Cindy Aalders, D.Phil., (Oxon)
Dr Aalders recently completed her D.Phil. at the University of Oxford, where her doctoral thesis examined the spiritual lives of eighteenth-century English women through an analysis of their manuscript letters, diaries, and poetry. A monograph based on her thesis is forthcoming from Oxford University Press. As a research fellow in Manchester, Dr Aalders used Methodist manuscript collections at the John Rylands Library to explore the ideas, beliefs, and emotions of eighteenth-century Methodist children. Rather than using a top-down or ‘adultist’ perspective, in this new research project she gives priority to children’s own voices as they have been preserved in letters, diaries, and more ephemeral sources. Taking the child’s perspective allows for an exploration of children’s reception of adults’ efforts to educate and initiate them into religious communities, whilst also enabling a ‘trickle up’ consideration of the impact of children’s behaviour, words, and actions upon the world around them.
Recent Publications
Writing Religious Communities: The Spiritual Lives and Manuscript Cultures of English Women, 1740–90 (Oxford University Press, forthcoming, 2016).

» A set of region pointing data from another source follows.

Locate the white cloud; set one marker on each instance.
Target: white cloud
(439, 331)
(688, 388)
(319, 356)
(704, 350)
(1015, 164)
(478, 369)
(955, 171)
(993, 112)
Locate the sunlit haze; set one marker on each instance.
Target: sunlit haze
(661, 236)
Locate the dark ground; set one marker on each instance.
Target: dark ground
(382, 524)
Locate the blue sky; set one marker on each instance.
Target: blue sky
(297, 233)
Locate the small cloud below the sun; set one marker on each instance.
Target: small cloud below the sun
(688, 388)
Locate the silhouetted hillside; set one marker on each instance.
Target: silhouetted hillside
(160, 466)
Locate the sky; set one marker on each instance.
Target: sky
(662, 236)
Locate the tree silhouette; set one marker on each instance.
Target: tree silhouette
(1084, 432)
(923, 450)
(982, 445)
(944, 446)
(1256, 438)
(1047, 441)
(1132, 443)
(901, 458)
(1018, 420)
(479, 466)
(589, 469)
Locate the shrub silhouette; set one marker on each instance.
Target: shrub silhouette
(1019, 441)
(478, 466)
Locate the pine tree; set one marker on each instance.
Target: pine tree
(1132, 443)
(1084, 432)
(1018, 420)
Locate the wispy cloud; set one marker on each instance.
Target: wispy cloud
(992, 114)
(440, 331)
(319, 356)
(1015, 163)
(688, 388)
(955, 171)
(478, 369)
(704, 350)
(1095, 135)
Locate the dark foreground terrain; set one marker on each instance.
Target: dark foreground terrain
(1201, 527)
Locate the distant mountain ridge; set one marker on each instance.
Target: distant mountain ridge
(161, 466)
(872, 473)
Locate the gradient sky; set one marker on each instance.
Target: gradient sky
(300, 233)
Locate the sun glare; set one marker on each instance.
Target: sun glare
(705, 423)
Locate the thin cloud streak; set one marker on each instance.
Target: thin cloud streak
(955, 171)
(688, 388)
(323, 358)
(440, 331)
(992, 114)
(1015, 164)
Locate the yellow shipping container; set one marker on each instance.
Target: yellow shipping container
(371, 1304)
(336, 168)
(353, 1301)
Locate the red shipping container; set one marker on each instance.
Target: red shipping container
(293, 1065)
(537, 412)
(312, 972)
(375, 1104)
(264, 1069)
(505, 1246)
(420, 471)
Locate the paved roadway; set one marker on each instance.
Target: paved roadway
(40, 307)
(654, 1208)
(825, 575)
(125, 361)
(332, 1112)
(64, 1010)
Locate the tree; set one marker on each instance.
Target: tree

‘“Your journal, my love”: Constructing personal and religious bonds in eighteenth-century women’s diaries’, Journal of Religious History (2015).
‘“A garden inclosed is my sister”? Eighteenth-century Baptist women’s self-understandings and literary culture’, in Douglas Weaver (ed.), Mirrors and Microscopes: Historical Perceptions of Baptists (Paternoster, 2015).
To Express the Ineffable: The Hymns and Spirituality of Anne Steele (Paternoster, 2008).